Uma das proibições está na vedação ao recebimento de doações que gerem obrigações futuras de contratação direta do particular para fornecimento de bens, insumos e peças de marca exclusiva ou de serviços por inexigibilidade de licitação. “Essa proibição visa evitar que a doação direcione contratações futuras do governo em favor do doador, o que artificialmente criaria uma situação de inviabilidade de competição e a subversão do dever de licitar”, explica Walquiria.  

Outra regra relevante é a proibição de recebimento de doações capazes de gerar despesas adicionais ao governo federal, tais como gastos decorrentes de sua responsabilização subsidiária, recuperação de bens ou outras circunstâncias que tornem a doação antieconômica. Essa mesma lógica se verifica em outra regra introduzida pelo atual decreto: a vedação ao recebimento de doações com encargos desproporcionais ao bem ou serviço oferecido a tal ponto que ela se torne desvantajosa à administração pública.

O decreto também proíbe a utilização de bens móveis e dos serviços doados para fins publicitários, na hipótese de haver doação sem encargos.
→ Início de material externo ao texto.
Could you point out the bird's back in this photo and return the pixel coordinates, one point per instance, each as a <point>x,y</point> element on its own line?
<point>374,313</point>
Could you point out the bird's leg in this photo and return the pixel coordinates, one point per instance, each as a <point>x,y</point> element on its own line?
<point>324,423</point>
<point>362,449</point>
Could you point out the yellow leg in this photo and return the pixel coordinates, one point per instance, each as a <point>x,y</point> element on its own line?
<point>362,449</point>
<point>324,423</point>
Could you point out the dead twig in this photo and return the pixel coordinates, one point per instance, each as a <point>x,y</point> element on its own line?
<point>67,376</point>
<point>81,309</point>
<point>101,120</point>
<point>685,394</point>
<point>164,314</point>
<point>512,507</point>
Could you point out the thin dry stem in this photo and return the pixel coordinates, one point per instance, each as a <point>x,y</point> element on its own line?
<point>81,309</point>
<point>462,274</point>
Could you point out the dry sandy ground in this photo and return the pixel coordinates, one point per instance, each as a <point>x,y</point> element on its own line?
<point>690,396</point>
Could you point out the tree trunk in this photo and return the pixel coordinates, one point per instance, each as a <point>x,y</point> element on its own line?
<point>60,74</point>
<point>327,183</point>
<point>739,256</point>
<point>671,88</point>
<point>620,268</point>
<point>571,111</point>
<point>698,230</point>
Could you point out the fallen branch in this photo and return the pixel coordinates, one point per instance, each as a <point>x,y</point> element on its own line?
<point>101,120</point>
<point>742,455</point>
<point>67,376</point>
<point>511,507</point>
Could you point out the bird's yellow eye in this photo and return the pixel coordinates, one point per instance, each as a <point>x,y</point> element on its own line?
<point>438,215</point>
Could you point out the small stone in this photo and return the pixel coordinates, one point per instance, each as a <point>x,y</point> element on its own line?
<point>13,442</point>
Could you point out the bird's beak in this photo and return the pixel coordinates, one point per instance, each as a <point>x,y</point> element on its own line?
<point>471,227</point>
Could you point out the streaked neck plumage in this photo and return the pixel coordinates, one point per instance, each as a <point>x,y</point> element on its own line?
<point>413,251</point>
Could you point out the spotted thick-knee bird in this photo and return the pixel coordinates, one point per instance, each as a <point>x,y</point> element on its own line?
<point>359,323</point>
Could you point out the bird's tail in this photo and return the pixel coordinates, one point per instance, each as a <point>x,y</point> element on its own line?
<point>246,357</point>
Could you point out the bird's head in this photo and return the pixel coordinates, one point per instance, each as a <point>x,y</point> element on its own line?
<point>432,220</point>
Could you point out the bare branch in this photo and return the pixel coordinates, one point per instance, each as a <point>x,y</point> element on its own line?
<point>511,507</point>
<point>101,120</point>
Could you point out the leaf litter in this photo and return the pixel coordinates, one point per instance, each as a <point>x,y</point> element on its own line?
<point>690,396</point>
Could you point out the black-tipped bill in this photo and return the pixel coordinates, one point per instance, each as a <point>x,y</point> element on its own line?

Só é permitido a mera menção informativa da doação no site do doador e de menção nominal de quem fez a doação no site do órgão ou do ente donatário da administração pública.

Para a superintende jurídica e Compliance da Dasa, com as atualizações efetuadas em sua redação, o decreto federal nº 9.764/2019 passou a fornecer instrumentos jurídicos mais abrangentes, seguros e eficientes para coordenar e executar o combate à pandemia por meio de doações de particulares para a administração pública federal. “Trata-se de um louvável esforço que, além de atender às necessidades do país no atual estado de calamidade pública, institui uma regulação mais moderna, prática e sofisticada”, ressalta.

Walquiria Favero ainda reforça que as empresas privadas devem adotar medidas que mitiguem eventuais riscos envolvidos nas doações, em especial os previstos nas legislações pertinentes, na Lei Anticorrupção (nº 12.846/2013) e nas boas práticas dos programas de compliance. Para minimizar riscos de uso inadequado dos recursos doados, ela sugere que se faça uma verificação prévia dos órgãos e pessoas envolvidas no processo e não envolva intermediários. Recomenda o mesmo processo de verificação e nível de cautela nas doações para organizações não governamentais e entidades do terceiro setor, além de verificação da regularidade jurídica do histórico reputacional e checagem de mídia adversa. Para dar mais transparência para o processo, sugere que todos os documentos relativos à doação sejam arquivados, inclusive a prestação de contas. “É importante também, antes de doar, se certificar se não há nenhum conflito de interesses na seleção do ente público que receberá os recursos doados em função da pandemia”, conclui.